Many companies see NIST 800-171 compliance only as an IT issue – but IT is only one small part. Every part of your organization will be touched by implementing 800-171 - from business development, to HR, to IT, to physical security. The document is not prescriptive for most of its controls, meaning that how you implement the requirements will, most likely, be somewhat unique to your company, but we can help you find the best solutions for you.

If you need to achieve NIST 800-171 compliance, reach out to us to discuss the best path and timeline of implementation for your company and needs. Depending on your size and operational needs, it may make sense to implement a variety of different solutions, such as:

• Implementing a virtual enclave where all CUI is stored and processed, taking the majority of your company out of scope for compliance
• Migrating your CUI processing environment to a FedRAMP Moderate Authorized cloud vendor, where you are able to inherit a large number of 800-171 controls directly from a compliant vendor, and maintain DFARS 7012 compliance in addition to 800-171
• Upgrading security and controls on all your current machines to comply with NIST 800-171

Additionally, if you do not currently have an SSP or a POAM, you will need to create one for your system. Your system entails everything involved in CUI processing, not just a firewall, server or computer. FullScope IT can assist with this aspect of the NIST 800-171 compliance process or work with your preferred cybersecurity vendor if you desire. Documenting processes, policies, and procedures to go along with your SSP are also critical and they will need to be created for your business if they do not already exist.
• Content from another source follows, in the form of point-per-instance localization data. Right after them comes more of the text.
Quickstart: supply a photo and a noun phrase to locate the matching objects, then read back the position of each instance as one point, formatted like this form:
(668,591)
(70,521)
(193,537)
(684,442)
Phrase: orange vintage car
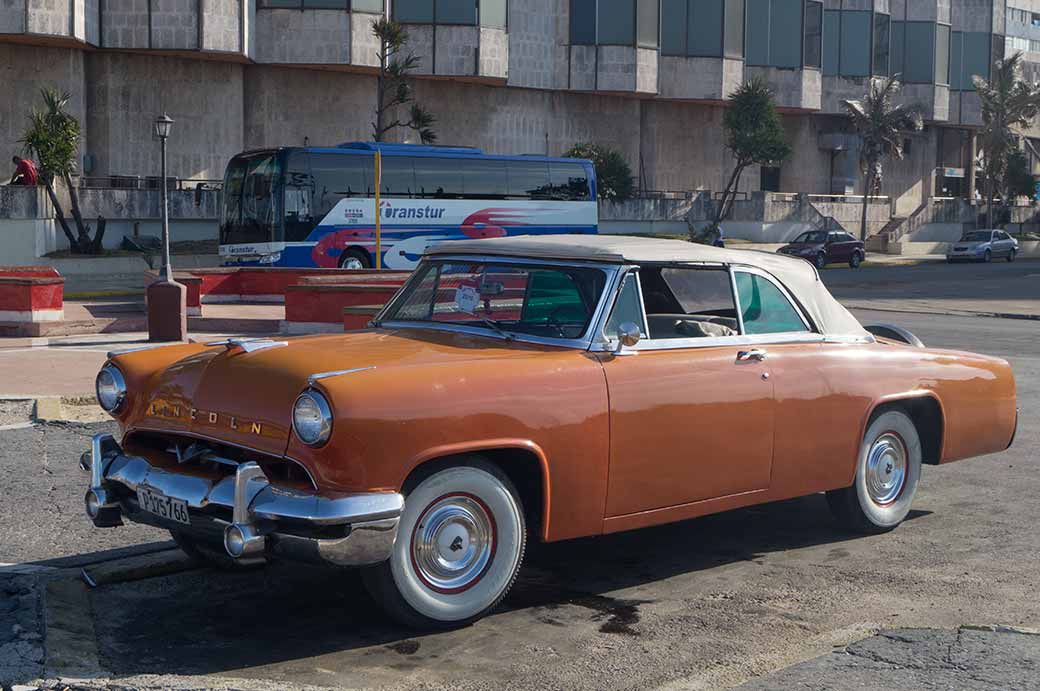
(540,388)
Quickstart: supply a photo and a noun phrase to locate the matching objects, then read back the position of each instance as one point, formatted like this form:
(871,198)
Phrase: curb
(56,409)
(86,295)
(997,315)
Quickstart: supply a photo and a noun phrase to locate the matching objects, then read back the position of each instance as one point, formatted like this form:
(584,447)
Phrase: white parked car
(983,246)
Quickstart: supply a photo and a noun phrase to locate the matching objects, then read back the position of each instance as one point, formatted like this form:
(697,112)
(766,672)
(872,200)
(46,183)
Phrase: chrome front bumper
(341,530)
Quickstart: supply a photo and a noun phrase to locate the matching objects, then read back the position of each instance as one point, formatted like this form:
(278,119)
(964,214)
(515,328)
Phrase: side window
(485,178)
(568,181)
(689,303)
(528,179)
(438,178)
(397,177)
(764,308)
(626,308)
(332,177)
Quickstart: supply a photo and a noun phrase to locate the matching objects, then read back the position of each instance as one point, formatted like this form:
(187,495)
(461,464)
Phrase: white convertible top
(797,275)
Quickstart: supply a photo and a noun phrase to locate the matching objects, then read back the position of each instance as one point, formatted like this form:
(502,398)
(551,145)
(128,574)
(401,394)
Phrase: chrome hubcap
(453,543)
(886,469)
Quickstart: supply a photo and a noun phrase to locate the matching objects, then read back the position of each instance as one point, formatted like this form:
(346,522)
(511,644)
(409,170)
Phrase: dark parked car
(825,247)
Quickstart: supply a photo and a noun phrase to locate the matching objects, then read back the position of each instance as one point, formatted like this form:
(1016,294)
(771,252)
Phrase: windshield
(812,236)
(546,301)
(251,201)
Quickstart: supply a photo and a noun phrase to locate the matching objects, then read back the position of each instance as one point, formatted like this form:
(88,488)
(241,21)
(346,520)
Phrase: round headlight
(312,418)
(110,387)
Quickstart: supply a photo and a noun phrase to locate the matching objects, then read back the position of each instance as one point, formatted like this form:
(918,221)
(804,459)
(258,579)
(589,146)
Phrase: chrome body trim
(894,333)
(266,515)
(249,344)
(336,373)
(135,349)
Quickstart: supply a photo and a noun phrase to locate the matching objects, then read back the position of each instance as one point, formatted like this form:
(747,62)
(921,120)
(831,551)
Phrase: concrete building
(515,76)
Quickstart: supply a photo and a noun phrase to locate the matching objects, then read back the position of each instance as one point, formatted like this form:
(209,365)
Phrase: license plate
(162,506)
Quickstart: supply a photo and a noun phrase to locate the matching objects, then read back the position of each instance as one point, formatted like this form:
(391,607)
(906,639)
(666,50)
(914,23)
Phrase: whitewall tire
(460,544)
(887,474)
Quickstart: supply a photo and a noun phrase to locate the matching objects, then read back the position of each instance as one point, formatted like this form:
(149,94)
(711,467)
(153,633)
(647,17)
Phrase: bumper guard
(264,518)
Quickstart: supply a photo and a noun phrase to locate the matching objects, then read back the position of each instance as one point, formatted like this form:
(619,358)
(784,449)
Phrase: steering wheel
(553,322)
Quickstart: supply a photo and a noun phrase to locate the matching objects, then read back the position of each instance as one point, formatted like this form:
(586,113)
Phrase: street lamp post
(166,299)
(162,124)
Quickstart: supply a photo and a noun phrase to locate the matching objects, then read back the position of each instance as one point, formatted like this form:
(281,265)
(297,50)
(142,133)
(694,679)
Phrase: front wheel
(355,258)
(460,544)
(886,477)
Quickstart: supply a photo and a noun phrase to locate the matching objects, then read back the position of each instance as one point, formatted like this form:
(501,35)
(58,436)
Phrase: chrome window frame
(626,271)
(585,341)
(783,290)
(809,336)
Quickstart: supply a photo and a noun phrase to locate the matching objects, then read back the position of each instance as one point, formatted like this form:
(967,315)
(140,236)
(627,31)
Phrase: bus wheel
(355,258)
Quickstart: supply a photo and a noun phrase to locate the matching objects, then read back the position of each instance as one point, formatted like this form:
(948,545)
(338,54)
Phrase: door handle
(753,354)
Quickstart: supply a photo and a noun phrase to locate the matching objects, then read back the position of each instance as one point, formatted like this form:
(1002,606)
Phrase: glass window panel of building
(918,62)
(882,44)
(492,13)
(614,23)
(832,29)
(813,33)
(778,31)
(703,28)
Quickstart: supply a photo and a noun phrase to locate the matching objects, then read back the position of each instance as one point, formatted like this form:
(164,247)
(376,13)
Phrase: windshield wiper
(496,326)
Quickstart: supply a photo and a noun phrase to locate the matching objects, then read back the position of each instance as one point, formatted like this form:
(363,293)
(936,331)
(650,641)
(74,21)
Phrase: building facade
(515,76)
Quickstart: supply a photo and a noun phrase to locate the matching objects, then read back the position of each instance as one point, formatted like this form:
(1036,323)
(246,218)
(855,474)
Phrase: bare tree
(1008,102)
(53,138)
(393,86)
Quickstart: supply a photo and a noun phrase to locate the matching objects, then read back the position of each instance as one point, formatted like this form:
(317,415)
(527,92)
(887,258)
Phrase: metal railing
(146,182)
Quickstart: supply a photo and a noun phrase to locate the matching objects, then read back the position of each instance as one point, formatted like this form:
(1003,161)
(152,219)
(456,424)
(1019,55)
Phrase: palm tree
(53,138)
(881,126)
(1007,102)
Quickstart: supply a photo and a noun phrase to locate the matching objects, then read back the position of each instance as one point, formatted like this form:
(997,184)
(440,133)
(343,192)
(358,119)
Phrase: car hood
(230,394)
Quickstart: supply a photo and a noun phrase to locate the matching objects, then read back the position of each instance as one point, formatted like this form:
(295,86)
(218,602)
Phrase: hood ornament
(249,344)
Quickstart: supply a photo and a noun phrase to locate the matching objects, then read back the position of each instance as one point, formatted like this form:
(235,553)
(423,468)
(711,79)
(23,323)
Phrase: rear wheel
(886,477)
(355,258)
(460,544)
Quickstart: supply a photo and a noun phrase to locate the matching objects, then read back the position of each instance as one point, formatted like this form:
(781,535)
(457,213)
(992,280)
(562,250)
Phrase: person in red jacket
(25,173)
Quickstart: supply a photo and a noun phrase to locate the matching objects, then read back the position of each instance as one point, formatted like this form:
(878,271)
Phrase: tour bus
(315,206)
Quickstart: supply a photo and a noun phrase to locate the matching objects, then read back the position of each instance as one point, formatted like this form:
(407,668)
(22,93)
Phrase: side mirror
(628,335)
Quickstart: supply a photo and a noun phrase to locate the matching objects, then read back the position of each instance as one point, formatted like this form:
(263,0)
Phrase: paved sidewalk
(63,366)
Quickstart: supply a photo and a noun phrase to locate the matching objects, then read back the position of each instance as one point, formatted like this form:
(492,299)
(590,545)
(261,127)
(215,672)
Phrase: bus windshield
(251,203)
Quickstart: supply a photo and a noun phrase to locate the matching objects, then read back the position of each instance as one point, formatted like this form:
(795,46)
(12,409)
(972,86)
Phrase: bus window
(299,194)
(485,178)
(568,181)
(397,177)
(528,179)
(257,213)
(232,213)
(337,176)
(438,178)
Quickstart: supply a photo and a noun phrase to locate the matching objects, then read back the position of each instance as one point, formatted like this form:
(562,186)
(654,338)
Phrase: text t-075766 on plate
(162,506)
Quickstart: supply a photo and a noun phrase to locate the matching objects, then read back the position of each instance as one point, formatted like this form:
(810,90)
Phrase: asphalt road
(707,604)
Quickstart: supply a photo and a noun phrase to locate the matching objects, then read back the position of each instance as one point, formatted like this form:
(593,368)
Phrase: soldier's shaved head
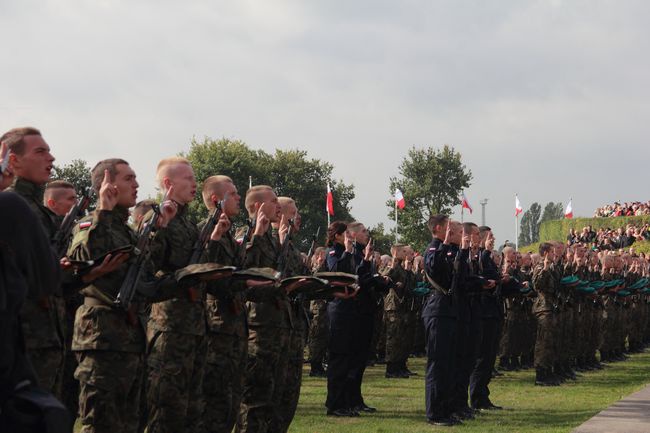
(166,168)
(214,185)
(256,194)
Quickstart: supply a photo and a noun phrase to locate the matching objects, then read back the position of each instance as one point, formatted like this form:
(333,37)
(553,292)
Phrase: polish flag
(330,201)
(518,208)
(399,199)
(466,204)
(568,213)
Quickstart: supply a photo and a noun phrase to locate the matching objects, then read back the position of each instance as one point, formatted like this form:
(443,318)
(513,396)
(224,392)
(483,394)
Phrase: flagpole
(517,232)
(396,235)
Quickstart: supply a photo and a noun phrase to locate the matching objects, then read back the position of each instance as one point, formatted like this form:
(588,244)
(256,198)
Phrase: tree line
(431,180)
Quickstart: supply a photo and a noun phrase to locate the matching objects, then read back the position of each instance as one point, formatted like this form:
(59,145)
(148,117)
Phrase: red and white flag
(518,208)
(330,201)
(466,204)
(399,199)
(568,213)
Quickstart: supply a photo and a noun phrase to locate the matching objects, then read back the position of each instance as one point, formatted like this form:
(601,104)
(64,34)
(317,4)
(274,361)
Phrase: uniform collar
(29,189)
(121,213)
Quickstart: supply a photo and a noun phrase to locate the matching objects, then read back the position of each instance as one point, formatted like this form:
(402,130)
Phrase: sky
(547,99)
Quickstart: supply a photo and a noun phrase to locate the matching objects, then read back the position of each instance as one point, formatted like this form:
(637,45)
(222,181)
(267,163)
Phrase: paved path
(630,415)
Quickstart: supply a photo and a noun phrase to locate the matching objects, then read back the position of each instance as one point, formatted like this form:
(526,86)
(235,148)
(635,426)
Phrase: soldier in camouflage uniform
(109,342)
(395,312)
(227,337)
(177,327)
(294,266)
(42,318)
(60,197)
(546,286)
(269,323)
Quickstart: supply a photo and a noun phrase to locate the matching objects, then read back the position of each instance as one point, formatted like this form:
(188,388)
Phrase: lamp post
(483,204)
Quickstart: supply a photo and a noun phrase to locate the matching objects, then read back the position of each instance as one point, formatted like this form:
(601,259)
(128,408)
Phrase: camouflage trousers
(318,331)
(48,365)
(176,364)
(266,374)
(110,385)
(224,380)
(291,394)
(545,344)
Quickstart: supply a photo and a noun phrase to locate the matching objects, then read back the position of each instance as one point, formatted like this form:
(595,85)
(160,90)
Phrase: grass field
(526,408)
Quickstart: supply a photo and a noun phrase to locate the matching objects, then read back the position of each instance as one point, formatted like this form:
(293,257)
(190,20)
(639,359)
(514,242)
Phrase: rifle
(251,222)
(62,235)
(313,244)
(141,253)
(284,255)
(206,232)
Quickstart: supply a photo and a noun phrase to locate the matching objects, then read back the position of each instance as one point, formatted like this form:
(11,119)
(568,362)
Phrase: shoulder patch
(84,225)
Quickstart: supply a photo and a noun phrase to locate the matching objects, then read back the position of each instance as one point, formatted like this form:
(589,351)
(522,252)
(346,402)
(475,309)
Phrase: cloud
(544,98)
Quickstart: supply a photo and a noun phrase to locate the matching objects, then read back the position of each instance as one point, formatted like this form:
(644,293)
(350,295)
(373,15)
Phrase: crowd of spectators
(636,208)
(610,239)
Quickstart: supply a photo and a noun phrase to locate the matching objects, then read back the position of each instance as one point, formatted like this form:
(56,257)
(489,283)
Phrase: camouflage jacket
(225,310)
(545,284)
(42,316)
(396,299)
(263,252)
(296,267)
(103,326)
(171,249)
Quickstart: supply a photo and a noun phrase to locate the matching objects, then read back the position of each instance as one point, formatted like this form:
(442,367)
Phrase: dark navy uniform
(491,323)
(440,317)
(351,325)
(468,331)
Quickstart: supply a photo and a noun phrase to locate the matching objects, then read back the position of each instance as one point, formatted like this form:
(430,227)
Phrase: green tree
(77,172)
(381,240)
(552,211)
(291,173)
(432,181)
(529,225)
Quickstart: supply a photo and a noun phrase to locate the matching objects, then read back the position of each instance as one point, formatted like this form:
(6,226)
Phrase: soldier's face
(361,235)
(233,200)
(62,200)
(184,183)
(297,222)
(127,186)
(35,164)
(273,209)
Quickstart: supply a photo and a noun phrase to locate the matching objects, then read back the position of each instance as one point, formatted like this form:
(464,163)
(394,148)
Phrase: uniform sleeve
(254,249)
(339,262)
(543,280)
(92,237)
(434,262)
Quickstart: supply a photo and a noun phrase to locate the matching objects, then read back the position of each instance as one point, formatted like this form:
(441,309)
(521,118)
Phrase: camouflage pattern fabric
(176,364)
(110,384)
(227,342)
(176,336)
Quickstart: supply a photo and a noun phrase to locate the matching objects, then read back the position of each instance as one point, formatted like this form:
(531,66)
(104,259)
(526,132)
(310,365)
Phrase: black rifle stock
(251,223)
(314,239)
(206,232)
(283,260)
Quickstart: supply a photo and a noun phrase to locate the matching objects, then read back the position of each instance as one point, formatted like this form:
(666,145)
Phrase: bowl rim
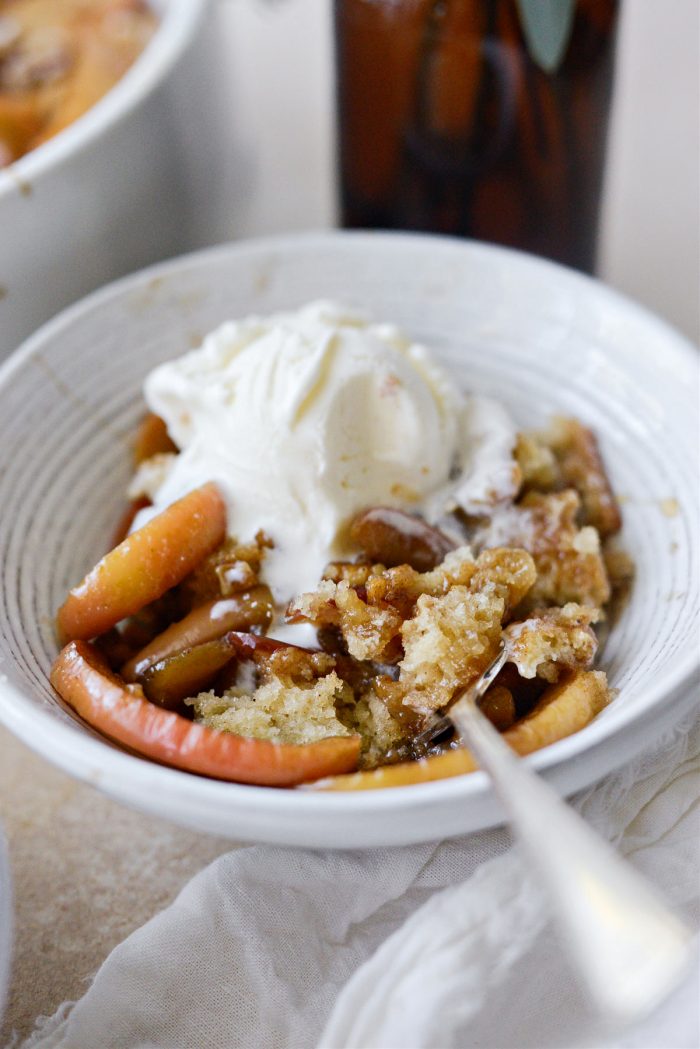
(94,760)
(178,21)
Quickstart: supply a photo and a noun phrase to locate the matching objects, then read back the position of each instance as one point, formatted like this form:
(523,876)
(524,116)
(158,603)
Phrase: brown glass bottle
(447,123)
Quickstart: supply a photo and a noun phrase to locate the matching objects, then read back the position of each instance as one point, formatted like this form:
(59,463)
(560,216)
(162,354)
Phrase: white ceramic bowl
(107,194)
(542,338)
(5,923)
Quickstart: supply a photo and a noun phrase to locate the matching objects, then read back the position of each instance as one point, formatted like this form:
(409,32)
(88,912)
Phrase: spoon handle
(627,945)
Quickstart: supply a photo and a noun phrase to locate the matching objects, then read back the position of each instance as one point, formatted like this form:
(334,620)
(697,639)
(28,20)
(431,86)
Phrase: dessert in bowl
(527,334)
(58,59)
(329,541)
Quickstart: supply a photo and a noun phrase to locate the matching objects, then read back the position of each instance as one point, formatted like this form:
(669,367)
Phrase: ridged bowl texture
(543,339)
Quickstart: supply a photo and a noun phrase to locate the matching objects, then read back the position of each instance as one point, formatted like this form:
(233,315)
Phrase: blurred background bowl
(5,922)
(112,191)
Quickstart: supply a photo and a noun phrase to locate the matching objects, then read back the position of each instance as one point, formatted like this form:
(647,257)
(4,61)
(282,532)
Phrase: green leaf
(547,26)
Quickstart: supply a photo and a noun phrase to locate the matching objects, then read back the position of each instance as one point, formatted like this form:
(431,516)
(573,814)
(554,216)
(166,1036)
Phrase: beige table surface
(86,871)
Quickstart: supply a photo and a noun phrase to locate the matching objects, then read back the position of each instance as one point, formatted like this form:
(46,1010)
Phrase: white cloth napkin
(444,944)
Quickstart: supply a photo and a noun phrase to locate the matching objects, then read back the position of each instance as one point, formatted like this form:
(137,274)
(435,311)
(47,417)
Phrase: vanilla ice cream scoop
(303,419)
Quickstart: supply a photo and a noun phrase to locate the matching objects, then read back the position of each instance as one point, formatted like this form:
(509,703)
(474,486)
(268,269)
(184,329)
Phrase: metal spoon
(628,947)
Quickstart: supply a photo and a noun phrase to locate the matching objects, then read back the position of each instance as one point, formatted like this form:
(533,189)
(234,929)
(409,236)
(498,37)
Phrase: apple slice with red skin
(146,564)
(83,679)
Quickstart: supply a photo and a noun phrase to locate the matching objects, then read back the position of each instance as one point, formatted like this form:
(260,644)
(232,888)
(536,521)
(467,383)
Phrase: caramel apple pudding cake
(57,59)
(326,540)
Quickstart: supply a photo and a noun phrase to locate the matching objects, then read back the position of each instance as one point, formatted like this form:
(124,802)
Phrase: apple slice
(152,439)
(213,619)
(145,564)
(83,679)
(563,709)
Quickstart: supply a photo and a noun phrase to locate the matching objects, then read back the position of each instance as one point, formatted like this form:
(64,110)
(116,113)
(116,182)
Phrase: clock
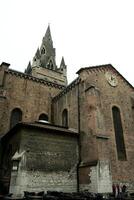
(111,78)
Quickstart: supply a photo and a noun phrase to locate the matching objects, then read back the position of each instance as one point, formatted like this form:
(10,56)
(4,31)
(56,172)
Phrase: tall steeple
(44,63)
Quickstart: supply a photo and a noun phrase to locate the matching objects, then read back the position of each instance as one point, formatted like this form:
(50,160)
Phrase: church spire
(44,62)
(48,38)
(62,64)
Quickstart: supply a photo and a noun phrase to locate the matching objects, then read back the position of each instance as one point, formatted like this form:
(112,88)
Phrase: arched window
(16,117)
(43,51)
(120,145)
(50,64)
(43,117)
(65,118)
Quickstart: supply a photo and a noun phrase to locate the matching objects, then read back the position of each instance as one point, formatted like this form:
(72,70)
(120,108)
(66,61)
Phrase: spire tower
(44,63)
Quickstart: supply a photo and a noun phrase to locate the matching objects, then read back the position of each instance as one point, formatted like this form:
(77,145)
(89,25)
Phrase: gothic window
(120,145)
(43,117)
(65,118)
(43,51)
(50,64)
(16,117)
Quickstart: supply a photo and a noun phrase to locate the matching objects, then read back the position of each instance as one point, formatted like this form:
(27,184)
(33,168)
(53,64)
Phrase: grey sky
(85,32)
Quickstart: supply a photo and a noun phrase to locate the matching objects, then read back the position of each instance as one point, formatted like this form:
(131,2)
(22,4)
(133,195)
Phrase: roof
(41,125)
(103,67)
(39,80)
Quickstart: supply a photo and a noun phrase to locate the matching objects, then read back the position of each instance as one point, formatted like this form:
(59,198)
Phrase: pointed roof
(104,67)
(48,38)
(62,62)
(37,53)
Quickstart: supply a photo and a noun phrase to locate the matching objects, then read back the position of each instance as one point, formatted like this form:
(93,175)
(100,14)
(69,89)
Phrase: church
(55,136)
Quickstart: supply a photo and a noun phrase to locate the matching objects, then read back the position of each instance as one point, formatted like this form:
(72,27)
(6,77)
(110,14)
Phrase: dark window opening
(50,65)
(16,117)
(65,118)
(120,145)
(43,51)
(43,117)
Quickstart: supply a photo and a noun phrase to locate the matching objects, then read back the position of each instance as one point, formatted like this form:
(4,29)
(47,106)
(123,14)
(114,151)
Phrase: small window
(50,64)
(43,51)
(119,137)
(16,117)
(43,117)
(65,118)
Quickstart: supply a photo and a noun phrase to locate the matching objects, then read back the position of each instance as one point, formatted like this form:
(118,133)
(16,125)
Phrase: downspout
(79,139)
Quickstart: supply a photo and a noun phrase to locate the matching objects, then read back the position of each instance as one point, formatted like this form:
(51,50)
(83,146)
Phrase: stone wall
(96,99)
(29,94)
(49,162)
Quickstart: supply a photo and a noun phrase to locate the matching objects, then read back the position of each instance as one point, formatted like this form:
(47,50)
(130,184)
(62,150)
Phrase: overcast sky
(86,32)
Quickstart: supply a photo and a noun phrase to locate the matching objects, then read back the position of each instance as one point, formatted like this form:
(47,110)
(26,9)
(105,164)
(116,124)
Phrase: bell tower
(44,64)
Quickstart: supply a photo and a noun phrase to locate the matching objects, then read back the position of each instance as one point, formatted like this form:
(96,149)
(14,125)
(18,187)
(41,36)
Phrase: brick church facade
(88,127)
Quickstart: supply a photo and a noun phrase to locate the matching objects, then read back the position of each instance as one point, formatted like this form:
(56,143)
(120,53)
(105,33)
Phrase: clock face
(111,78)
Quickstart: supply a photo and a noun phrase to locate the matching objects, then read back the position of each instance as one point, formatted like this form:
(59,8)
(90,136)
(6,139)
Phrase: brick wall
(49,162)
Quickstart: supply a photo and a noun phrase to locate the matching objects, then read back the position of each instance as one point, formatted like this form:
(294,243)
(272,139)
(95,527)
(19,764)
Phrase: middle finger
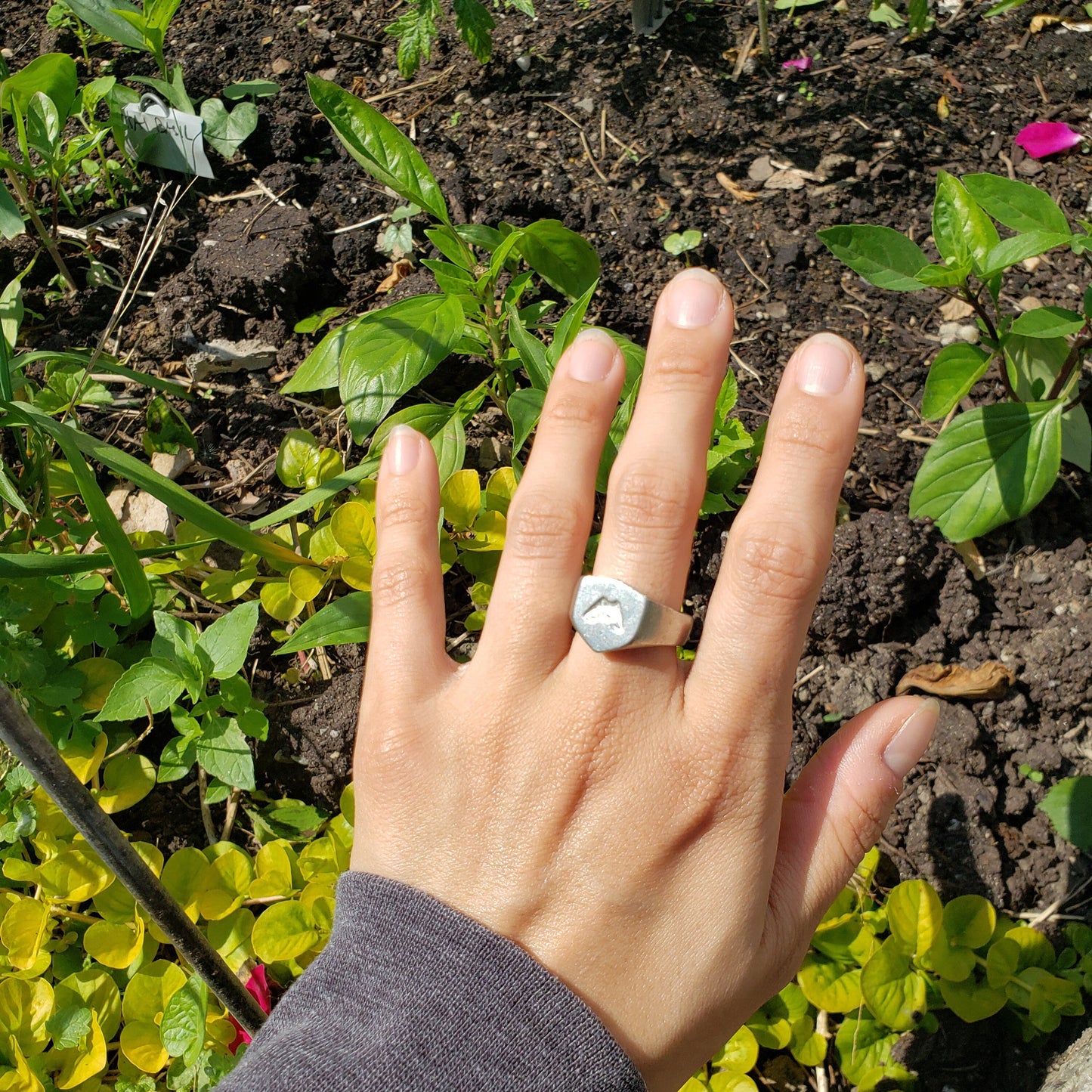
(659,478)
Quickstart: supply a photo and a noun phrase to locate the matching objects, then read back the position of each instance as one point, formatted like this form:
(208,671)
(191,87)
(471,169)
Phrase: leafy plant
(885,967)
(996,462)
(415,29)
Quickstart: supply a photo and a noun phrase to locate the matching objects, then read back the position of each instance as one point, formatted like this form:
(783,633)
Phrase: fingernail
(694,299)
(824,365)
(403,449)
(910,741)
(592,356)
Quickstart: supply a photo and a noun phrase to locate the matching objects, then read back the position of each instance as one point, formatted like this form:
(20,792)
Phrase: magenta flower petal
(1045,138)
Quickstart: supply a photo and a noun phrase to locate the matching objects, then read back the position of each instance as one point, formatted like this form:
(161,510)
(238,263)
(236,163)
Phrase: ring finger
(659,478)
FullScope IT attacks NIST 800-171 compliance in a different way than many cybersecurity vendors – we go the route of building your compliant IT environment to standard, rather than analyzing your current non-compliant environment like many traditional cybersecurity firms do. We can save you a substantial amount of your cybersecurity budget-- often over $10k for an assessment that simply tells you that you are not compliant, which you most likely already know. Instead you can use that budget where you need it - implementing the controls in 800-171. Our NIST 800-171 compliance focused managed IT services are built from the ground up to meet the needs of federal contractors looking to simplify compliance on the IT side of their business, while working with the other aspects of your business to see the big picture of compliance.

Find out the most commonly overlooked aspects of compliance in our NIST 800 171 compliance checklist!

NIST 800-171 Q & A's

• What is NIST 800-171?

  NIST 800-171 is a set of requirements published by NIST for non-federal agencies to follow in order to store, process, or transmit Controlled Unclassified Information (CUI) or provide security for any of the systems that do so.

• What does NIST stand for?

  NIST stands for the National Institute of Standards and Technology and it is a federal non-regulatory agency.

• What is FIPS?

  FIPS, or Federal Information Processing Standards, are a set of standards that NIST has published for use in computer systems by non-military federal agencies and government contractors. Following FIPS is an important part of NIST 800-171 compliance.

• How Does a Product Become FIPS Validated?

  Products can receive FIPS validation by being independently reviewed and certified by a laboratory approved by NIST. Simply meeting the requirements of FIPS means you are FIPS compliant, but FIPS validation means that an approved lab has issued a company a certification. This certification can be confirmed on NIST’s public website.